Mike Morhaime musste sich für die Blizzard-Gründung 15.000 Dollar von seiner Großmutter leihen

Eine Welt ohne Blizzard Entertainment und die ungebrochene Qualität ihrer Spiele ist heute nur noch mit Mühe vorstellbar, erliegt man erst einmal dem meditativen Flow eines Diablo. Dass die Studiogründung (damals noch unter dem Namen Silicon and Synapse) von der monetären Leihgabe einer hilfsbereiten Großmutter abhing, das dürfte neu sein.

Zur Sprache kam diese Geschichte während eines Livestreams im Vorfeld der Blizzcon.
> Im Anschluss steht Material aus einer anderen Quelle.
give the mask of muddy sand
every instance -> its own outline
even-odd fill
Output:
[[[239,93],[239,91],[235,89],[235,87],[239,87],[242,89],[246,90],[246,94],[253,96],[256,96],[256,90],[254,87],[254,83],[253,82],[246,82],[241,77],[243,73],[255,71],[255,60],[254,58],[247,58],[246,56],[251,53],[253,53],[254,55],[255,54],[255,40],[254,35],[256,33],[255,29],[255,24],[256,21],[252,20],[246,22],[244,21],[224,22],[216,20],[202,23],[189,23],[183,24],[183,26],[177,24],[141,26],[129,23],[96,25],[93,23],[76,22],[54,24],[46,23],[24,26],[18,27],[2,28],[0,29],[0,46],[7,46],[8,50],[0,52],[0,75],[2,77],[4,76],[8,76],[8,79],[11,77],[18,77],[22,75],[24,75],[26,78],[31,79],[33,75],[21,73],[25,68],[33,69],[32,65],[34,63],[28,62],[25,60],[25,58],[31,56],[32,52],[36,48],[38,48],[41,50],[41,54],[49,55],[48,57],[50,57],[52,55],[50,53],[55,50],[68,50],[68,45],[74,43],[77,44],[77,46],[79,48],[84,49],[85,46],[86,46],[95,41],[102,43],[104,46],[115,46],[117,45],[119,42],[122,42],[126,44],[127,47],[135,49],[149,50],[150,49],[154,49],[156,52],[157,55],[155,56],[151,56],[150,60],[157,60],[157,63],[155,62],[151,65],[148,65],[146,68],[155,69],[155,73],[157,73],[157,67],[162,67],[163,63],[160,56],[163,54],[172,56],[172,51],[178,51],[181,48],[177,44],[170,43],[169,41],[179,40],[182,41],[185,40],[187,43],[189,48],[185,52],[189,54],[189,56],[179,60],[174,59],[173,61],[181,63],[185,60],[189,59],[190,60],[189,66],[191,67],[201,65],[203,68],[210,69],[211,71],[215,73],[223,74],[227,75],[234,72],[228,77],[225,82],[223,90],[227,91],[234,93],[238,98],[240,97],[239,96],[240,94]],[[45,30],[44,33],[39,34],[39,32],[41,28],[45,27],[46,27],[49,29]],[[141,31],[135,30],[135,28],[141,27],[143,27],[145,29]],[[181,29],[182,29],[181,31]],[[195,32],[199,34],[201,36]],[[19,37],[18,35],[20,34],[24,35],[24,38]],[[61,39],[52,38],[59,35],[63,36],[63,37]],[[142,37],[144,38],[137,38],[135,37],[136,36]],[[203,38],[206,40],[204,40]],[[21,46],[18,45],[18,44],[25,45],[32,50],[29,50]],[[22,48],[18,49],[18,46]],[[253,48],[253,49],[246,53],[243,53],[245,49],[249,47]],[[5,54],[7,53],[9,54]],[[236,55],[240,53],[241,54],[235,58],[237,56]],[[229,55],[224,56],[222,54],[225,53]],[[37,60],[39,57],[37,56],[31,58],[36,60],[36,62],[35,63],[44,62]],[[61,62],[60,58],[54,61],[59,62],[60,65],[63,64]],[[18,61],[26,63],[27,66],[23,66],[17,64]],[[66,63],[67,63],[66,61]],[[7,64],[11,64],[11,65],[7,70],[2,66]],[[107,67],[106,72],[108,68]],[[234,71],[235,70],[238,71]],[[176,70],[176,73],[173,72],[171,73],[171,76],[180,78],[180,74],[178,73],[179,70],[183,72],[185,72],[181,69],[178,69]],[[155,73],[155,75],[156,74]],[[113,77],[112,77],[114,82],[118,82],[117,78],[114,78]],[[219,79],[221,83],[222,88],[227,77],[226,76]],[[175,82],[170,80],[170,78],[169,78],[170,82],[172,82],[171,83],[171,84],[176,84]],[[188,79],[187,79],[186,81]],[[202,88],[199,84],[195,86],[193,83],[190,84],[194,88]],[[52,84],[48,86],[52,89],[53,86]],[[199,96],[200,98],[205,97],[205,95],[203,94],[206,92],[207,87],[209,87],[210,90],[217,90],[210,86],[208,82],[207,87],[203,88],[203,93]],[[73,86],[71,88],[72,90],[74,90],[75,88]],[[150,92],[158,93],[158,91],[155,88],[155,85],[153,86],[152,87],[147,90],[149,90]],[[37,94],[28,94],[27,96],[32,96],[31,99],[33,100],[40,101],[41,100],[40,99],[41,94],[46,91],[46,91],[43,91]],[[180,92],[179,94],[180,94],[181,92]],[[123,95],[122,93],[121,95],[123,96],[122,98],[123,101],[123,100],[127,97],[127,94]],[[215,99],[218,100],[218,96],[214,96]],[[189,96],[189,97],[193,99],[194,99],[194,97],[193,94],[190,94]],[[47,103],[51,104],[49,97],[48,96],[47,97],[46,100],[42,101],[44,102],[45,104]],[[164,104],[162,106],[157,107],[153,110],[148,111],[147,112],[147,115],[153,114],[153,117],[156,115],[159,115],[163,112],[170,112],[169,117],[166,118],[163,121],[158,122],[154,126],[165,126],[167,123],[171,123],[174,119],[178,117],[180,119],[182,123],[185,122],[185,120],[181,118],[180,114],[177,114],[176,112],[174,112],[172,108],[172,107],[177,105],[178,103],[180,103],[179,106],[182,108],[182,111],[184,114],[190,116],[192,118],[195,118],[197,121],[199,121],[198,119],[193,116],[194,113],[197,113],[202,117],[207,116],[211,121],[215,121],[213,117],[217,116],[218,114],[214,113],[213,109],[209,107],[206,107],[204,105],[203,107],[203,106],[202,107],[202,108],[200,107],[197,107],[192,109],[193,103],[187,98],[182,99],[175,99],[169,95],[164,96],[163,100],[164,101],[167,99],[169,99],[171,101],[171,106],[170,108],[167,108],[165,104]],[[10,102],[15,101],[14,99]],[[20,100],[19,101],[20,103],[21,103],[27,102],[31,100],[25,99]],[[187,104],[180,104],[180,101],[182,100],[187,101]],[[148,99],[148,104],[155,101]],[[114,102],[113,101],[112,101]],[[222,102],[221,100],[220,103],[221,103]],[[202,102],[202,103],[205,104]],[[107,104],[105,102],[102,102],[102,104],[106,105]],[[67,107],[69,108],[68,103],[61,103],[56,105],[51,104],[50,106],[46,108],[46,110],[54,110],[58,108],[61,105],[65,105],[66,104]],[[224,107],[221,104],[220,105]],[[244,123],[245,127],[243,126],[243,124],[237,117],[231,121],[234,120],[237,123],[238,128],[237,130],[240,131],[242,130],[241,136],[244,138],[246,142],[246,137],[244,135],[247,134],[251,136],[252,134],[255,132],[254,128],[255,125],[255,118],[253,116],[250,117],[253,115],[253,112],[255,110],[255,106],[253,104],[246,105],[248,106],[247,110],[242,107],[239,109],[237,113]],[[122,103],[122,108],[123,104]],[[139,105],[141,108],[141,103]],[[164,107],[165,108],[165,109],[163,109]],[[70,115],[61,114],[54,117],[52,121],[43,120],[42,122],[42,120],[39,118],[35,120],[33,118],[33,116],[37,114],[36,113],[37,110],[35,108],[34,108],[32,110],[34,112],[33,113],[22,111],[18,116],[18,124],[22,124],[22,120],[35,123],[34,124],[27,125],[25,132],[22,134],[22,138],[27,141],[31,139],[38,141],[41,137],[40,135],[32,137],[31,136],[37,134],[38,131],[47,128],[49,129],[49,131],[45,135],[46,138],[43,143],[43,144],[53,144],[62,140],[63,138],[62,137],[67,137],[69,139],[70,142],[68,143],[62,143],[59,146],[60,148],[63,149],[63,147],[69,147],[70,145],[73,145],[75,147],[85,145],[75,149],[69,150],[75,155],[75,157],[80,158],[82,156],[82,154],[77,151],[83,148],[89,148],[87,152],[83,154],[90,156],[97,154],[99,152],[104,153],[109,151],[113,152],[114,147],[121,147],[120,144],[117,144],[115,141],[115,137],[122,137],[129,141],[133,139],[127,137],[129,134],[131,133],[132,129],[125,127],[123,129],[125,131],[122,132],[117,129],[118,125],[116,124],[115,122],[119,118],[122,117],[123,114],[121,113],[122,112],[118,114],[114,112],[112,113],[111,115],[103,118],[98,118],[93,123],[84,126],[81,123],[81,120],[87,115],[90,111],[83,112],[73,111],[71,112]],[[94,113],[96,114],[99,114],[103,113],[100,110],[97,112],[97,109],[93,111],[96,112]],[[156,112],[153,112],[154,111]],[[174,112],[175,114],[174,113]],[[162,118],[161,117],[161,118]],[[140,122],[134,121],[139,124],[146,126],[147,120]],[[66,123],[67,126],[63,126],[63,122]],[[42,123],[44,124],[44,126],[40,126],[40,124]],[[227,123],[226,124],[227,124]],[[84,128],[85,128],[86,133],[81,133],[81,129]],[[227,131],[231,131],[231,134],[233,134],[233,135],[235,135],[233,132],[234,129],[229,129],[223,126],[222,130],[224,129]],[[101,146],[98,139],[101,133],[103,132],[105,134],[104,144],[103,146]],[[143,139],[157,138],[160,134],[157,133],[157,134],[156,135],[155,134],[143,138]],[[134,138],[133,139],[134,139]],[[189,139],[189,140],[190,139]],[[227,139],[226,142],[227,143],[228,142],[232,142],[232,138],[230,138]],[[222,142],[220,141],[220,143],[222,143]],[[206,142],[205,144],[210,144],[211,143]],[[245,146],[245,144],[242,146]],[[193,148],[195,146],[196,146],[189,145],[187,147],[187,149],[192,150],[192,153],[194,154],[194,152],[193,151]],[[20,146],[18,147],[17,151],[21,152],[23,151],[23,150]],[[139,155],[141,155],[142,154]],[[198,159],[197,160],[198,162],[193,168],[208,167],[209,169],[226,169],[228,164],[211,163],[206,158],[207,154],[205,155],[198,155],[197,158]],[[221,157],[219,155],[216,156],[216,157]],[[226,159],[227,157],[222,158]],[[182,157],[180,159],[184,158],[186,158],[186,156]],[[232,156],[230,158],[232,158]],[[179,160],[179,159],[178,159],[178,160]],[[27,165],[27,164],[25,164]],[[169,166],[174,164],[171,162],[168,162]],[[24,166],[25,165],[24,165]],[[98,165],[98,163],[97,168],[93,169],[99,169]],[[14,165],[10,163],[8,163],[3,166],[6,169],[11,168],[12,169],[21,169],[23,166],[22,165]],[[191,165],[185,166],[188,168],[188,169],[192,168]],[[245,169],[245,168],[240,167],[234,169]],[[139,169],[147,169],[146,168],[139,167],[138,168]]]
Darin erzählte Blizzard-CEO Mike Morhaime, wie er seiner Oma das Geld abschwatzen konnte, das einem der größten und erfolgreichsten Entwicklerstudios aller Zeiten den Startschub verpasste (via PC Gamer).

“Als wir die Firma gründeten, steuerten Allen [Adham] und ich jeweils 10.000 Dollar bei”, erklärt er. “Um meinen Teil zusammenzubekommen, lieh ich mir 15.000 Dollar von meiner Großmutter.”

“Sie berechnete mir keine Zinsen, und das war sehr nett von ihr. Bevor wir irgendein Spiel hatten, bevor wir auch nur irgendwas unternommen hatten, war das im Wesentlichen der Türöffner und der Startschuss für uns.”

Am 4. Februar 1991 setzten Morhaime und seine Großmutter Mildred M. Miller einen handgeschriebenen Vertrag auf und hielten die Bedingungen fest. Insgesamt 15.000 Dollar, zurückzuzahlen in 100-Dollar-Raten, fällig zum Ersten jedes neuen Monats. Nur vier Tage später gründeten Morhaime und Adham Silicon and Synapse, den Vorläufer Blizzards.

Und da steht der Koloss immer noch, 26 Jahre später. Adham verließ Blizzard im Jahre 2004. Morhaime ist weiterhin CEO und Präsident eines Unternehmens, dessen Spiele in der Populärkultur Wurzeln schlugen wie nur wenige andere.

Wer hätte diese Ausmaße erahnen können, als er und seine Großmutter Anfang der Neunziger ihren kleinen Deal einfädelten?